一応キーボード弾きなので、これまで聞いたアルバムの中ですきなキーボードソロの話など。あまり音楽雑誌でも取り上げられない話題だと思う。曲単位の話になるので曲名・アルバム名・アーティスト名・キーボーディスト名の順で表記する。

■Don't Let Me Down(From the Album「LET IT BE... NAKED」)/THE BEATLES(Keybord:Billy Preston)
レット・イット・ビー...ネイキッド (CCCD)
私は、どういう訳かビートルズにはまった時期がない。アルバムは何枚か聴いてはいるが、好きなアーティストに名前を挙げるまではいかない。。そんな私でもこの「ネイキッド」がリリースされた時、興味があって買ってみた。で、このアルバムの中で一番聞いたのが「Don't Let Me Down」だったのだ。とっくの昔から知っているようで、実はこの曲をじっくり聞いたのは初めてだった。何故ならこの曲はシングルでしかリリースされておらず、これまで各種編集ものにしか収録されていなかったから。「ネイキッド」はフィル・スペクターがプロデュースする以前の姿に戻しただけでなく、あの「ゲット・バック・セッション」を統合する意味合いもあったのだ。

キーボードはビリー・プレストン。「Get Back」のファンキーな演奏ばかりが語られがちだが、私はこちらのソロにいたく惚れ込んだ。正確にはソロと言い難くて、曲終わりの決めフレーズっぽくもある。ほんの数小節のフレーズであれど、実に完成度の高い”歌”である。最近セッションの機会があるとこの曲をリクエストするが、到底及ばない。

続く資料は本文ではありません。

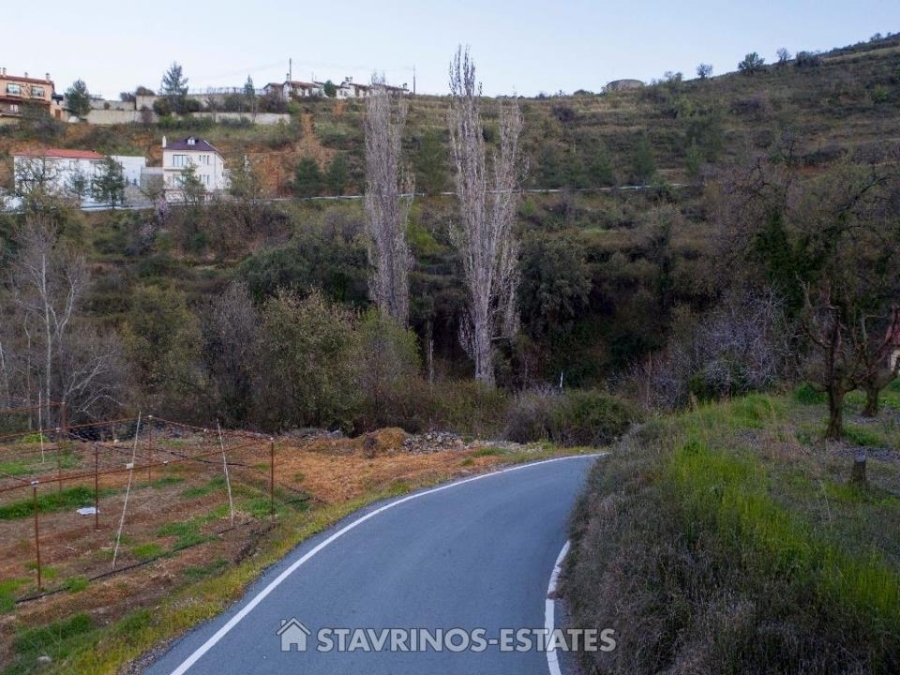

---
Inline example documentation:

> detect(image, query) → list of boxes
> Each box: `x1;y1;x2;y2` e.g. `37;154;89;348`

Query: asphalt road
145;456;595;675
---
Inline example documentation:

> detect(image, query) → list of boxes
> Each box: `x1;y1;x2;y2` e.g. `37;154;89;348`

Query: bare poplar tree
449;47;523;385
365;77;412;327
0;216;124;421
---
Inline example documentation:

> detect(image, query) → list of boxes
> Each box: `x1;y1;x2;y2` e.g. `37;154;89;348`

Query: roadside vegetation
0;36;900;675
564;385;900;674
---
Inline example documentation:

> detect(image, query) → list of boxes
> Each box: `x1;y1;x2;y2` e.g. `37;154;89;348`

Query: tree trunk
850;450;869;488
862;384;881;417
825;386;845;441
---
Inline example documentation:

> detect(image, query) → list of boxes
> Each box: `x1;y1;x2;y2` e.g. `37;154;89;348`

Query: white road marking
544;541;569;675
163;455;596;675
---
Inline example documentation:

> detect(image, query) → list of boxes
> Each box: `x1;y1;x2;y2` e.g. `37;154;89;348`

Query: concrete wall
85;110;159;126
191;112;291;126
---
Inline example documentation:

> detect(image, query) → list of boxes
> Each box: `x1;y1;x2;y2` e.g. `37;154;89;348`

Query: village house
0;68;63;124
162;136;228;201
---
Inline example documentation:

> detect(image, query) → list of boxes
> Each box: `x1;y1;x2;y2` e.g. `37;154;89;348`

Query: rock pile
403;431;466;455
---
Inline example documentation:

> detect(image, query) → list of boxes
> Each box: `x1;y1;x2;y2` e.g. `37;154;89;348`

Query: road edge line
171;453;602;675
544;540;571;675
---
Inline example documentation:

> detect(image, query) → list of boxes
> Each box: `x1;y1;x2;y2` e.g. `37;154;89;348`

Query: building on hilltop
603;80;644;93
0;68;63;124
162;136;228;202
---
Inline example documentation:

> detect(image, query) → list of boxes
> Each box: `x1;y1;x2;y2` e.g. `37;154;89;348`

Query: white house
162;136;228;201
110;155;147;185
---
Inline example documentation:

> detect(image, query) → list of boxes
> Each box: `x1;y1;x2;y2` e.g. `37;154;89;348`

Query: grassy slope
565;385;900;673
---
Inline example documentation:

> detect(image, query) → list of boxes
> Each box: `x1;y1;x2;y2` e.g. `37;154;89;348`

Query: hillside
563;386;900;675
0;36;900;402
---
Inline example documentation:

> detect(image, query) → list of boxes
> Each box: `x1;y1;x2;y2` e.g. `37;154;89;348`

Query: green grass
2;614;95;675
566;392;900;674
844;424;896;448
0;578;31;612
183;559;228;582
65;575;90;593
0;447;600;675
131;541;165;561
181;476;225;499
156;519;210;551
664;444;900;628
150;476;184;490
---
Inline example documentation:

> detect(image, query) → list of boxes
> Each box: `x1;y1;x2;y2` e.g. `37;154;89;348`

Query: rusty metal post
269;438;275;518
31;480;44;591
56;427;62;494
94;443;100;530
147;415;153;483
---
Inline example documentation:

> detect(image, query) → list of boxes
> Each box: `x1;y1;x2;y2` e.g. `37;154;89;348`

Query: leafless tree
2;216;125;421
365;77;412;326
449;47;523;385
201;282;259;426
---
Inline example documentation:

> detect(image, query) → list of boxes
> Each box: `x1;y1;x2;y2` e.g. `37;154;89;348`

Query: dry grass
0;429;568;674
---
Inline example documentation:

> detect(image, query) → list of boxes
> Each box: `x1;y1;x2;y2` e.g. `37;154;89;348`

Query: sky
7;0;900;99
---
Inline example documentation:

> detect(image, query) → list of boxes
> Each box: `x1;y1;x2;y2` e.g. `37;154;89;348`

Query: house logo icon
275;619;312;652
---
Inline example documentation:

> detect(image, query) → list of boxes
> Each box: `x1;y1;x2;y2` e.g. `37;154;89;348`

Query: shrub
504;388;559;443
550;390;638;447
505;387;638;447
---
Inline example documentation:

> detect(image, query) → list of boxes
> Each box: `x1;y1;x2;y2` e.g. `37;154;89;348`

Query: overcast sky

1960年生まれの私は所謂「ビートルズ世代」ではない。ラジオの深夜放送を聞きだした小5(1971年)の頃はすでに彼らはソロ活動に入っていた。最初に意識してビートルズの曲を聞いたのが中1頃だから、この時点でもうすでに過去をさかのぼる作業になるわけだ。この頃、だいたい先輩や同級生から等しく通過儀礼のように皆ビートルズの洗礼を受ける。そして私もご多聞に漏れずおせっかいな同級生の貸してくれるレコードなどを聞くようになる。そんな中、映画「レット・イット・ビー」も引っ張っていかれて見に行くわけだ。当時名古屋の伏見にあった名宝シネマでは、冬のビートルズ映画の3本立て興行が恒例となっていた。同時上映は「ヤア!ヤア!ヤア!」と「ヘルプ」。ぎっちり満員で通路に体育座りして見ていた記憶があるが、真冬なのに汗をかくほどの館内の異様な熱気だけはよく覚えている。ライブ映像もろくに見る事の出来ない時代ならではの経験だったのかもしれない。そうして多くの男子(そして一部の女子)がビートルズ・マニアになってバンドを始めたりギターを手にしたりしたのだったが、私はそれよりもテレビの特撮・アニメやブルース・リーや中日ドラゴンズやマンガに忙しく、ロックに本格的に目覚めるのはもう2・3年後になる。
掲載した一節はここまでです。